Use of uncrewed aerial vehicles (UAV) on missions requiring both accuracy and rapidity are growing throughout business applications – and are the main focus of first responder work. Maximizing that combination of speed and precision of drones – while avoiding crashing – was also at the heart of recent promising research.
MIT algorithm helps drones navigate obstacles at maximal speed without crashing
A group of aerospace engineers at the Massachusetts Institute of Technology (MIT) studied the primary challenge UAV racing pilots face: navigating drones through a twisting course at maximum speed without the craft crashing into various obstacles. Finding a formula that ensures top velocity and safety that can be loaded on to drones, they reasoned, could help save companies operational time – and money. More importantly, it could also be the difference between life and death in emergency response scenarios. Discovering that optimal performance balance, however, proved daunting.
So when an algorithm they created to attain that idealized speed-safety objective wound up containing holes, the researchers took a hybrid route. They began pairing the myriad theoretical scenarios written into their codes with real-life experiences drone racers often must learn the hard way.
“At high speeds, there are intricate aerodynamics that are hard to simulate, so we use experiments in the real world to fill in those black holes to find, for instance, that it might be better to slow down first to be faster later,” MIT grad student and study researcher Ezra Tal told MIT News. “It’s this holistic approach we use to see how we can make a trajectory overall as fast as possible.”
Previous work has shown it’s fairly easy to develop systems that fly drones amid obstacles without crashing – as long as their speed remains relatively low. Adding velocity to the mix, however, introduces a number of factors – drag and stability, for starters – that make it harder to know just how well and quickly the craft will react. Which was why the MIT group decided to plug the gaps their entirely simulation-produced algorithm contained with experience that can only be gained behind a controller.
Enhancing tech-generated avoidance algorithms with real flight learning
To begin with, they sent computer simulated drones through a virtual obstacle course at varying speeds, and used runs without craft crashing to compose an algorithm. They then replicated the same course in concrete form, sending actual UAV programmed to fly velocities and routes from their simulations through it. Finally, they dispatched control drones through the course using standard obstacle avoidance systems, and at varying speeds, to act as de facto competitors to the experiment’s craft.
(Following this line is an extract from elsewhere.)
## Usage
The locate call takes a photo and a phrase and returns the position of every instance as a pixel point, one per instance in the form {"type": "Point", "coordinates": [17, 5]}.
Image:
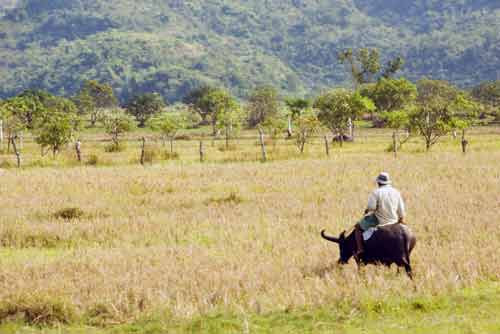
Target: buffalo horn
{"type": "Point", "coordinates": [332, 239]}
What they learned from those tests may (or not) come as a surprise to aspiring racers. UAVs trained with the MIT algorithm finished every match-up first, at times 20% faster than craft with conventional navigation software. More interesting still, the trial drones won despite defying what may be considered a logical racing decision by taking longer routes around obstacles, or considerably sacrificing speed to lower risks of crashing. An initial path chosen, for example, might have been looping compared to straight-ahead bolt by the control UAV, yet resulted in flight around hazards that improved the time-velocity-safety objective overall.
The reason for that, experts say, was algorithms in the control craft were based exclusively on simulation scenarios, while the trial drones also worked from situations from real trial flights. That meant smart decisions human pilots made while clearing obstacles at top speeds without crashing were factored in among the MIT simulations. That allowed those drones to select the best option of either computer or human sets, based on the differing situations they encountered.
“If a human pilot is slowing down or picking up speed, that could inform what our algorithm does,” Tal explains. “We can also use the trajectory of the human pilot as a starting point, and improve from that to see (things) humans don’t do that our algorithm can figure out to fly faster. Those are some future ideas we’re thinking about.”